On the Video of Military Dismemberment of Boko Haram Captives
I could not finish watching the video an hour ago. It was so repulsive.
A Boko Haram (BH) member was arrested by some Nigerian military personnel with hands tied to his back and laid on bare ground.
Then a soldier started breaking his body parts as if he was butchering a dead cow in an abbatoir. When the BH member screamed another soldier said in Hausa, “That is what you do to others.” I could not continue.
Though we will remain forever in support of our soldiers in their fight against BH, bandits, kidnappers and criminals generally, we must be bold enough to alert acts like this are violations of the law. In addition they are inhuman, disgusting, dangerous to the soldiers and their society.
The law, not BH conduct, must be the standard of any Nigerian and moreso with the military and law enforcement agents. The rules of engagement are what separate our military from BH. That distinction must be kept – not eroded – under any pretext and condition.
If an enemy is arrested he deserves a humane treatment, not one that is even not worthy of animals. He is interrogated for understanding his true status and for collection of vital intelligence. Then he is placed under detention in a facility that guarantees his life and welfare until he stands trial. Extrajudicial killings are not manifestations of a civilized lot. Law is what is civilization; civilization is law – the rest is jungle. Simple.
The consquences of this action will be far-reaching but the most obvious ones are two.
One. It will backfire. I have never seen a video in which BH gave any of their captives – military or civilian – a similar treatment. We have seen how they kill, mostly by bullet and by slaughter in the early days of the conflict. Now with this video, BH will start dismembering their victims among the military before shooting them. They operate by the law of retribution. An eye for an eye. This singular act will bring a lot pain to many soldiers – and likely civilians too – before their death. It was short-sighted.
Two. The video, which is an evidence of a war crime, will cast ugly picture the Nigerian military in the eyes of their colleagues abroad. The loathsome human right portrait of the country will become darker. How can we easily procure arms from democraric societies or stand as equals with them given this granite evidence of babarity?

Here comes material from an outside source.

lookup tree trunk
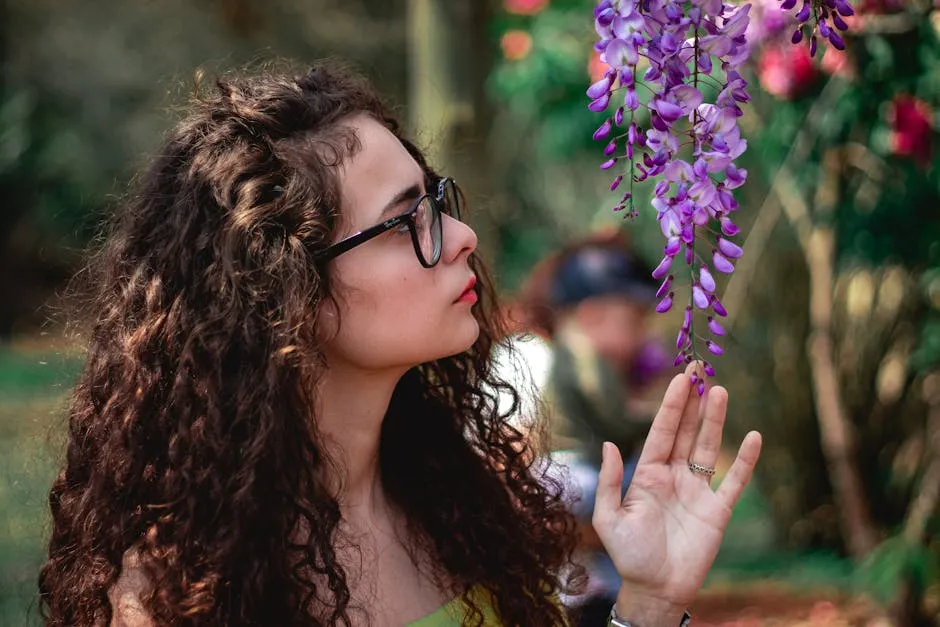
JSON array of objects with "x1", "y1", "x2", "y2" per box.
[{"x1": 804, "y1": 150, "x2": 879, "y2": 559}]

A lot can be said on the war crime committed in that video. Let us stop here by pleading with our soldiers to show restraint and abide by their rules of engagement. Let the world see the difference between them and BH.
I will also plead with the relevant authorities to investigate the incident and bring the people involved to book. Only that will exempt the institution and the country generally from this horrific violation that must never be repeated.
Finally, I will plead with any God-fearing person not to circulate that video any further. Sharing it will only aggravate the consequences of the repulsive act and bring a lasting pain to the heart of anyone that possesses a grain of humanity in his heart. Please don’t!